③ICLの適性がない眼の中のスペースが狭い人

ICL手術では、眼内レンズの挿入にスペースが必要です。そのため、前房が狭い人は、ICL手術の適応外となることがあります。適応判断については、詳細な検査を通じて行われます。

ICL手術に向いている人の3つの特徴

ICLが向いている人、向いていない人の特徴

次に、ICL手術に向いている人の特徴を3つご紹介します。

ICL手術を検討中の方は、自分が向いている人の特徴に当てはまるのかチェックしていきましょう!

①強度の近視や乱視がある人

強度近視や乱視を持つ人の場合、レーシック手術では十分な矯正効果を得られないことがあります。度数や屈折異常の特性によるもので、こうした条件の人々には、他の方法が適応されるのが一般的です。

②老眼が始まっていない45歳ぐらいまでの人

ICL手術は、水晶体を温存したまま行う手術です。屈折異常(近視・遠視・乱視)を矯正できても、水晶体に異常が起きる老眼や白内障の治療はできません。
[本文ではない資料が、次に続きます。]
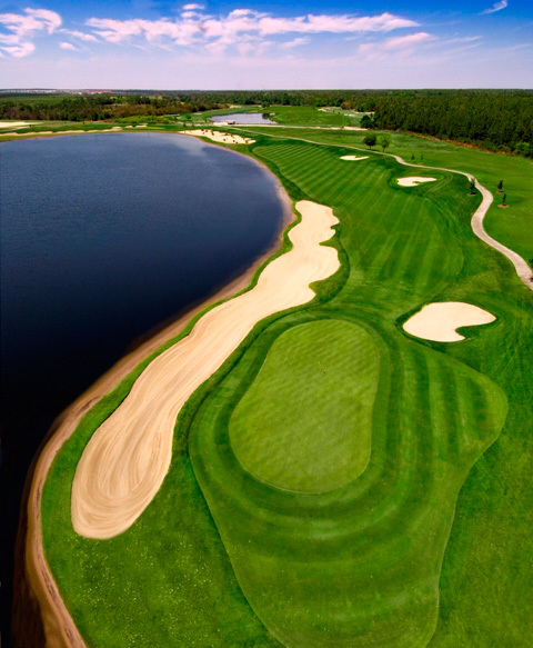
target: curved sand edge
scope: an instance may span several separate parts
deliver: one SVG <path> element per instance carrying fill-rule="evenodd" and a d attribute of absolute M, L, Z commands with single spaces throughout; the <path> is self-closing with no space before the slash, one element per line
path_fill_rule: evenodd
<path fill-rule="evenodd" d="M 398 183 L 400 187 L 416 187 L 422 182 L 434 182 L 436 178 L 426 178 L 423 176 L 411 176 L 409 178 L 399 178 Z"/>
<path fill-rule="evenodd" d="M 302 200 L 291 250 L 275 258 L 249 290 L 207 312 L 192 331 L 153 359 L 130 393 L 87 443 L 72 482 L 74 531 L 108 539 L 122 534 L 155 497 L 172 459 L 175 419 L 264 318 L 311 301 L 310 283 L 339 268 L 330 207 Z"/>
<path fill-rule="evenodd" d="M 496 318 L 487 310 L 464 301 L 436 301 L 411 316 L 403 329 L 416 338 L 434 342 L 460 342 L 466 339 L 456 329 L 491 323 Z"/>
<path fill-rule="evenodd" d="M 348 127 L 345 127 L 345 128 L 348 128 Z M 313 140 L 308 140 L 305 138 L 298 138 L 298 137 L 276 136 L 276 134 L 269 136 L 269 137 L 275 137 L 275 138 L 281 138 L 281 139 L 293 139 L 296 141 L 308 142 L 310 144 L 315 144 L 319 147 L 332 146 L 329 143 L 315 142 Z M 362 149 L 360 147 L 352 147 L 349 144 L 342 144 L 342 148 L 343 149 L 352 149 L 353 151 L 366 152 L 366 149 Z M 404 165 L 405 167 L 413 167 L 415 169 L 421 168 L 420 165 L 413 165 L 411 162 L 406 162 L 403 158 L 401 158 L 400 156 L 396 156 L 394 153 L 384 153 L 381 151 L 372 151 L 372 153 L 374 156 L 389 156 L 391 158 L 394 158 L 396 160 L 396 162 L 399 162 L 400 165 Z M 530 290 L 533 290 L 533 270 L 530 268 L 530 266 L 525 262 L 525 260 L 517 252 L 514 252 L 513 250 L 511 250 L 510 248 L 507 248 L 503 243 L 500 243 L 499 241 L 496 241 L 496 239 L 493 239 L 490 235 L 487 235 L 484 227 L 483 227 L 483 219 L 485 218 L 486 212 L 489 211 L 489 208 L 491 207 L 491 205 L 494 200 L 494 198 L 493 198 L 492 193 L 489 191 L 489 189 L 485 189 L 485 187 L 483 187 L 483 185 L 481 185 L 481 182 L 477 180 L 477 178 L 472 176 L 472 173 L 467 173 L 466 171 L 457 171 L 457 169 L 447 169 L 446 167 L 425 167 L 424 166 L 422 168 L 423 169 L 432 169 L 433 171 L 447 171 L 450 173 L 457 173 L 459 176 L 464 176 L 469 180 L 474 181 L 476 189 L 479 189 L 479 191 L 481 192 L 481 195 L 483 197 L 483 200 L 482 200 L 480 207 L 474 211 L 472 219 L 470 221 L 471 227 L 472 227 L 472 231 L 484 243 L 486 243 L 487 246 L 490 246 L 491 248 L 493 248 L 494 250 L 496 250 L 497 252 L 501 252 L 504 257 L 506 257 L 513 263 L 519 279 Z"/>
<path fill-rule="evenodd" d="M 220 142 L 222 144 L 253 144 L 255 140 L 248 137 L 242 137 L 240 134 L 232 134 L 230 132 L 220 132 L 218 130 L 209 130 L 205 128 L 195 130 L 181 130 L 178 134 L 191 134 L 193 137 L 204 137 L 213 142 Z"/>
<path fill-rule="evenodd" d="M 228 150 L 228 149 L 227 149 Z M 242 154 L 232 151 L 234 154 Z M 24 570 L 29 596 L 37 600 L 43 624 L 47 648 L 88 648 L 78 628 L 76 627 L 69 609 L 61 598 L 58 586 L 53 580 L 50 567 L 44 557 L 41 534 L 41 497 L 44 481 L 50 470 L 50 466 L 62 445 L 74 432 L 86 413 L 99 400 L 112 391 L 133 369 L 163 346 L 169 340 L 179 336 L 188 323 L 200 312 L 218 303 L 222 299 L 245 289 L 255 276 L 258 269 L 280 250 L 283 242 L 285 229 L 295 220 L 292 209 L 292 201 L 283 189 L 279 178 L 273 176 L 270 169 L 255 158 L 247 157 L 248 160 L 261 167 L 270 173 L 276 182 L 278 196 L 282 202 L 284 218 L 283 225 L 275 243 L 259 257 L 241 276 L 229 285 L 222 287 L 217 293 L 208 297 L 203 302 L 193 307 L 174 322 L 163 330 L 150 337 L 145 342 L 133 349 L 130 353 L 121 358 L 108 372 L 105 372 L 94 385 L 82 393 L 71 406 L 69 406 L 53 422 L 49 438 L 44 439 L 41 449 L 36 455 L 34 469 L 28 476 L 31 482 L 27 501 L 21 506 L 27 512 L 27 531 L 24 542 Z M 23 518 L 23 516 L 22 516 Z"/>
そのため、水晶体の加齢変化を考慮すると、45歳頃までに行うのが望ましいとされています。45歳頃から老眼を自覚し始めることが多く、早いと50歳を過ぎた頃から白内障の症状が始まるためです。

③メガネ・コンタクトレンズに不便を感じている人

ICL手術は、メガネやコンタクトレンズの手入れが不要となり、裸眼での長期的な視力の安定が期待できる手術です。

そのため、メガネやコンタクトレンズの手入れが面倒だと感じている人、またはレジャーや日常生活でメガネやコンタクトレンズによる不便を感じている人にはおすすめです。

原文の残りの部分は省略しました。